Outside the chess world, Yu studied Sports Economics at Beijing Sports University.
==Tournaments==
- 24 October–2 November 2003: World Youth Chess Championship (under-10) in Halkidiki, Greece. He scored 8½/11 coming equal second
- 3–14 November 2004: World Youth Chess Championship (Under-10) in Heraklio, Crete, Greece. He scored 9/11 coming equal first with Jules Moussard, Raymond Song and Hou Yifan (the current Women's World Champion).
- February 2007: Aeroflot Open Group C in Moscow. He scored 7.5/9 coming second
- 4–11 August 2007: Scandinavian Chess Tournament at Täby Park Hotel, Stockholm, Sweden. He scored 6½/9 coming 10th place
- February 2008: Aeroflot Open Group B in Moscow. He scored 7.0/9 coming third
- February 2009: Aeroflot Open Group A2 (and Blitz Tournament) in Moscow. He scored 5.5/9 coming 20th
- 12–24 May 2009: Asian Chess Championship in Subic, Philippines. He came 3rd place as he scored 6.0/9 with a performance rating of 2700. By doing so he qualified for his first 2009 World Cup in Khanty-Mansisk, Russia. This was his first GM norm
- 25–31 May 2009: 2nd Subic International Open in Subic Bay Free Port. He scored 6.0/9 (+3=6-0) with a 2653 performance finishing in 9th place This was his second GM norm
- 4 September 2009: 6th Dato Arthur Tan Malaysia Open Chess Championship in Kuala Lumpur. He scored 6½/9
- September 2009: Zhejiang Lishui Xingqiu Open, he came second behind Lê Quang Liêm with 6.5/9.

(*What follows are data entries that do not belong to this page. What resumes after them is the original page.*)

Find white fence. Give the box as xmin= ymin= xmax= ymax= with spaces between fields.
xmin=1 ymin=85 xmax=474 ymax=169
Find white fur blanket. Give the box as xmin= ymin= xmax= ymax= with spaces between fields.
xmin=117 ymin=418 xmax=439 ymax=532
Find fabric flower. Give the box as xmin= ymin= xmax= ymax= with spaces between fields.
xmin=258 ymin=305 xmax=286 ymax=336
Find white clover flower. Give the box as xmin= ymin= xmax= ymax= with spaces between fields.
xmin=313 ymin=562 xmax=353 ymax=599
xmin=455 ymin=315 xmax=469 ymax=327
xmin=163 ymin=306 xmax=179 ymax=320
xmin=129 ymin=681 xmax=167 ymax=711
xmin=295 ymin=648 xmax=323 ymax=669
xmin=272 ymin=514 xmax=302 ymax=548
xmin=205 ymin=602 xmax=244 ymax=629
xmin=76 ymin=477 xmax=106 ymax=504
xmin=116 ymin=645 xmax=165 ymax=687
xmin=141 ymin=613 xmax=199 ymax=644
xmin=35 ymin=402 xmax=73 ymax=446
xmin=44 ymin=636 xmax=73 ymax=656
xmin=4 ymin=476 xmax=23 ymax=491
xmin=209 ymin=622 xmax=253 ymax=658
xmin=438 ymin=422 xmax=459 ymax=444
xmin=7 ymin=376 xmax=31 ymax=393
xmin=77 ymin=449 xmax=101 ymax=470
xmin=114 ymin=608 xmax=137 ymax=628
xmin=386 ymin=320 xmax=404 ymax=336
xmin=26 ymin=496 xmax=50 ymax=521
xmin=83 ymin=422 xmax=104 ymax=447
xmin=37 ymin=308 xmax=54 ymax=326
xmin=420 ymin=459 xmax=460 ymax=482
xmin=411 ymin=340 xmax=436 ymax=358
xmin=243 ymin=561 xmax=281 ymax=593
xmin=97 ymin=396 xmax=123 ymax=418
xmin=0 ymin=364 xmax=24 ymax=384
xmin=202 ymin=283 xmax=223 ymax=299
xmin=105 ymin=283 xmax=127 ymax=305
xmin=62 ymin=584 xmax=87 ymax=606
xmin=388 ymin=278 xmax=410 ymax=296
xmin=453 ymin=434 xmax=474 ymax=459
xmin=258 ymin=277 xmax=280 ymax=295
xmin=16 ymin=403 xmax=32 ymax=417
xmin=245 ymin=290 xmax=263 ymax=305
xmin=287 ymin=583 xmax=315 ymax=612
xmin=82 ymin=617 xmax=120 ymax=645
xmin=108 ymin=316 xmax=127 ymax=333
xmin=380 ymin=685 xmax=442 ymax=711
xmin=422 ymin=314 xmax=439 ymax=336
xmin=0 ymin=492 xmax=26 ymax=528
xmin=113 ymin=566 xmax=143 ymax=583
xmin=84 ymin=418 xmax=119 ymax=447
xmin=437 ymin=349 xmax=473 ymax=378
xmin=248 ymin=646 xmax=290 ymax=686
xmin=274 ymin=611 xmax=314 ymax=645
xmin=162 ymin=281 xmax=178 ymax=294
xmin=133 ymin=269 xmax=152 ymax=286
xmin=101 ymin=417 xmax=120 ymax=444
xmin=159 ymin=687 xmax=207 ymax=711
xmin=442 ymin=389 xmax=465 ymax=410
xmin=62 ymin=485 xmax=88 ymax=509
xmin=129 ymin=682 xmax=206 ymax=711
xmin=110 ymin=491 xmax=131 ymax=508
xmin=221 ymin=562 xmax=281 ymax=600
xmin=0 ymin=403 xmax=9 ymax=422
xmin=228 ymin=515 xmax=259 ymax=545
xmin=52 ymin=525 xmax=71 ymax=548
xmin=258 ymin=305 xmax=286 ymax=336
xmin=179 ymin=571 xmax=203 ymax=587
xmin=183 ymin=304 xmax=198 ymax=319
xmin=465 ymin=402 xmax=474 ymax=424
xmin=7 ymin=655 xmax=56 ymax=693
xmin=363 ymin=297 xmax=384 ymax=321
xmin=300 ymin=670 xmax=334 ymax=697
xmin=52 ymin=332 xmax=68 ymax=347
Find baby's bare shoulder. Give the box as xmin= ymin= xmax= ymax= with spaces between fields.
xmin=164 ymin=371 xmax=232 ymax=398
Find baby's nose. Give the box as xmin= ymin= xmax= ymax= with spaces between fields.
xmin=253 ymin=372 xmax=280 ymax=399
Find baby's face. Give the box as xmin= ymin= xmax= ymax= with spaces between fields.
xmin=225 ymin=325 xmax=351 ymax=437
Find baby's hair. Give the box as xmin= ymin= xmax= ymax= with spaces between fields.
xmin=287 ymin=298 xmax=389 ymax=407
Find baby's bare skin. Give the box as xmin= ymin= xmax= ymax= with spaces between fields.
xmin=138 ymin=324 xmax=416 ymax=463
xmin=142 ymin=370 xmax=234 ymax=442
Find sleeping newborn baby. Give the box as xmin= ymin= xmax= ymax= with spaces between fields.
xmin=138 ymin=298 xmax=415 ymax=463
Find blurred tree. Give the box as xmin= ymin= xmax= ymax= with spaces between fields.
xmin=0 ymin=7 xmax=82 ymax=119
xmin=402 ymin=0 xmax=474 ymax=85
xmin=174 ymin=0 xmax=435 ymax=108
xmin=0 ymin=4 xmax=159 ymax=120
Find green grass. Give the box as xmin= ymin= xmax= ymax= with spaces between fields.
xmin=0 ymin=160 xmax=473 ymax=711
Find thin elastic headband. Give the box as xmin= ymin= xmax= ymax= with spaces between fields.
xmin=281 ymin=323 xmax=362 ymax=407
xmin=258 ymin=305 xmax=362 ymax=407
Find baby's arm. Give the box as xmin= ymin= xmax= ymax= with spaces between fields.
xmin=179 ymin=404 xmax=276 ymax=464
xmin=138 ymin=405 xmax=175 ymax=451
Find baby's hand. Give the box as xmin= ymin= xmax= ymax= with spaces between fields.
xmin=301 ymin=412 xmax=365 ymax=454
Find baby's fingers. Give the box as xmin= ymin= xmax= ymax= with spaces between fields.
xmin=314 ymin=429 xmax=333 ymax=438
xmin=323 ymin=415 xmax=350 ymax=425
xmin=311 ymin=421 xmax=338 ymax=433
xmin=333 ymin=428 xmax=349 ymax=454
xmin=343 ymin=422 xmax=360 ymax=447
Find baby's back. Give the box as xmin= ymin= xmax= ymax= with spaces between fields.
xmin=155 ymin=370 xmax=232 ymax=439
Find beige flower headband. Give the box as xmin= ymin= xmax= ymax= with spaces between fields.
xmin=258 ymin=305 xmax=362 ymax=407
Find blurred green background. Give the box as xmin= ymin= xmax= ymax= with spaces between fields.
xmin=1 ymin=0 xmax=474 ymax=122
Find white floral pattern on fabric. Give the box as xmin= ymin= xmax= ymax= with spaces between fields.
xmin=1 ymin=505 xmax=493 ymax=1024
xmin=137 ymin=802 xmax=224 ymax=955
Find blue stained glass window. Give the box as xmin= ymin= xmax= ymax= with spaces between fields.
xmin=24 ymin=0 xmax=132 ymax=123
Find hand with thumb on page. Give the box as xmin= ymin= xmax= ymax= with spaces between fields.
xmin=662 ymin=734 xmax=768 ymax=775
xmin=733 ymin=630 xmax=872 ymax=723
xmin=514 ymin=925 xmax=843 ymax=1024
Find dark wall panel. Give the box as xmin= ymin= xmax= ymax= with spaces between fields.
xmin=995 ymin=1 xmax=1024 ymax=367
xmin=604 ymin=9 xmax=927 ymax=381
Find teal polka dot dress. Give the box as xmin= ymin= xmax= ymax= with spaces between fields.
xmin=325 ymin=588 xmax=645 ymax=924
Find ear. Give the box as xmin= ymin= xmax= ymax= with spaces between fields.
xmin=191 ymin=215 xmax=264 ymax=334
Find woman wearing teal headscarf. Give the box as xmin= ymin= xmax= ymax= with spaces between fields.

- October 2009: World Junior Chess Championship in Puerto Madryn, Argentina. He scored 8.5/13 (+7=3-3) with a 2618 performance. He came 7th place on tiebreak
- November 2009: Chess World Cup, Russia, reached the third round after achieving the biggest upset of the first round – winning 1,5:0,5 against 16th seed Sergei Movsesian, and also upsetting Mateusz Bartel in the second round.
- February 2011: Aeroflot Open, Moscow, Russia. Tied for 4th–10th with Rustam Kasimdzhanov, Gata Kamsky, Rauf Mamedov, Ivan Cheparinov, Denis Khismatullin and Maxim Rodshtein.
- May 2011: came first at Danzhou. He scored 7/9 (+5=4-0) with a performance rating of 2880.
- September 2013: Overall winner of the 2013 World Junior Chess Championship. He came first with 11/13 (+9=4-0) with Alexander Ipatov close behind with 10.5/13 (+8=5-0). Due to winning the World Junior Championship, he automatically qualifies for the Chess World Cup 2015 which is a qualification path to the World Chess Championship 2016.
- March 2014: He competed in the Chinese Chess Championship and finished first on tiebreaks with 7/11 (+3=8-0) over his fellow countryman Ding Liren 7/11 (+4=6-1). He scored impressive wins over fellow players Liu Qingnan, Wei Yi and Zeng Chonsheng.
- April 2014: He competed in the Asian Chess Championship and finished overall first 7/9 (+5=4-0) over Ni Hua, Rustam Kasimdzhanov and Adhiban B. With the win, he won $6,000 US.
- December 2014: Yu won the Qatar Masters scoring 7.5/9 (+6=3-0), beating former world champion Vladimir Kramnik and top seed Anish Giri.
- June 2015: Yu won the 50th Capablanca Memorial in Havana, Cuba scoring 7/10 (+5=4-1), beating the top seed Leinier Domínguez twice for a 2860 performance rating.
- December 2015: Yu earned second place in the 2nd edition of the Qatar Masters Open, scoring 7/9 (+5-0=4), defeating Wesley So in the final round but losing to Magnus Carlsen in the tiebreak.
- 14 August 2019: Yu finished second place in the Saint Louis Rapid and Blitz event with a score of 21.5/36. The second place was tied and shared with Ding Liren and Maxime Vachier-Lagrave.
- October 2019: Yu finished fourth in the Chess World Cup 2019
- April 2021: Yu won the fourth edition of the Shenzhen Masters with 12 points, one ahead of Jan-Krzysztof Duda.
- October–November 2021: Yu finished fourth in the FIDE Grand Swiss Tournament 2021.
- February–March 2022: Yu finished 20th in the FIDE Grand Prix 2022 with three points.
- June 2022: Yu won the Summer Chess Classic A tournament in St. Louis, US with a score of 6.5/9, 1.5 points ahead of Grigoriy Oparin and Abhimanyu Mishra.
- November 2022: Yu won the Fall Chess Classic A tournament in St. Louis, US with a score of 6.5/9, half a point ahead of Vidit Gujrathi.
- December 2023: Yu won the Alef Super Stars 2023 tournament in Sharjah. In the same month, he came third place in the World Rapid Chess Championship 2023 with a score of 9/13, behind Carlsen and Vladimir Fedoseev.